The Physical Therapist Assistance Program accepts 14 students per year.
A CLEP score indicates you have mastered the minimal knowledge required for a passing grade in that course. It is evaluated as a C.
If I have a few “C”s in my pre and co requisites will that negatively affect my chances of acceptance? Should I retake those classes for a higher grade?
You will be given points for GPA, the higher your GPA, the more points you will receive. Also, you will receive more points for A’s in pre-requisites than B’s of C’s. See application procedure.
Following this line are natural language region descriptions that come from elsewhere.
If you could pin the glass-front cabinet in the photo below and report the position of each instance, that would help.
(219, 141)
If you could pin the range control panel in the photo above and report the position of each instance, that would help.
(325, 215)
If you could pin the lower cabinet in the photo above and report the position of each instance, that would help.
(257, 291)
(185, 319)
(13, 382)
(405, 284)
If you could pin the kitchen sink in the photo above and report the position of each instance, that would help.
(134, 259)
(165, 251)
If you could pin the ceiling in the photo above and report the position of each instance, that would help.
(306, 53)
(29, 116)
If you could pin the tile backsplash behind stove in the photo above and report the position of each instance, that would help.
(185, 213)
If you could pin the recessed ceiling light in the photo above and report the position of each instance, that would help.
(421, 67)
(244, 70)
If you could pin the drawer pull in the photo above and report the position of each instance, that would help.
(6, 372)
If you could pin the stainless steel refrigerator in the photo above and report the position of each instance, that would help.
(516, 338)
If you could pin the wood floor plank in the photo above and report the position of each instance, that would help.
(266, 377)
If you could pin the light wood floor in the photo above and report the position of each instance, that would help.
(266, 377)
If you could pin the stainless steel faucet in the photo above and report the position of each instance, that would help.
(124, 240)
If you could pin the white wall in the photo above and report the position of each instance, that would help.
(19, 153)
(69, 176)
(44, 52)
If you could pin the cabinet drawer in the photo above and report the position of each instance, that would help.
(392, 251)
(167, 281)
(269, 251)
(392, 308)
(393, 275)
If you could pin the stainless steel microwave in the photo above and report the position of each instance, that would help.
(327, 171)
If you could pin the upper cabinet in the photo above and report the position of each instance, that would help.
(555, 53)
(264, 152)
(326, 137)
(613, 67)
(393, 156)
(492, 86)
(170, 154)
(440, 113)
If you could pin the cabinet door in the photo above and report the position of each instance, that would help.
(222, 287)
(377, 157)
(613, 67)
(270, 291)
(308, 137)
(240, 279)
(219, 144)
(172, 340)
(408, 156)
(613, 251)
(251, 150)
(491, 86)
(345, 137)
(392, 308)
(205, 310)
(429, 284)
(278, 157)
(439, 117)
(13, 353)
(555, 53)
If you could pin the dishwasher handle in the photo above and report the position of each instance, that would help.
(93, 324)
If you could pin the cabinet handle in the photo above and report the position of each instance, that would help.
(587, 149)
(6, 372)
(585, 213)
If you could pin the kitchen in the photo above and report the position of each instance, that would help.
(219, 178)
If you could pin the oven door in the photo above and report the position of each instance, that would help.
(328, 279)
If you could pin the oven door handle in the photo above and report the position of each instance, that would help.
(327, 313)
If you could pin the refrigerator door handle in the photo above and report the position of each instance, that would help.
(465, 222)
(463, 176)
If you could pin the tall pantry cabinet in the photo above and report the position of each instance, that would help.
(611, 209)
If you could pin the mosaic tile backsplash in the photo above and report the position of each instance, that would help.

Once accepted into the program, students will need to complete CPR certification and have blood tests and other related health screens. Also, expect drug screenings prior to, and during the PTA program. Drug screens are required by the program and its clinical education sites. These may be randomly administered while students are performing clinical education experiences or while enrolled in coursework.
Be aware that a criminal background check will be required upon acceptance. If there is a history of criminal activity (including, but not limited to, felony convictions) students will not be able to complete the program.
Once students are accepted into the program, further discussion including deadlines for the other requirements, will occur at the program's new student orientation.
No. The consortium program has not been granted Candidacy for Accreditation, the first step in the process of accreditation. Here are important points regarding program Candidacy:
- Candidacy grants a program the ability to start. Students cannot be accepted into, or take classes in a new program until Candidacy is granted.
- A great deal of effort is going into the achievement of Candidacy and a decision regarding this will be made no later than early December 2013.
- If Candidacy is granted in early December 2013, PTA program classes will start in the spring semester, January 2014. Only students who have been accepted into the program will be allowed to take PTA courses.
- The PTA consortium program and the colleges represented make no guarantee, expressed or implied that Candidacy will be achieved. Rest assured that every effort is being made to achieve this first step.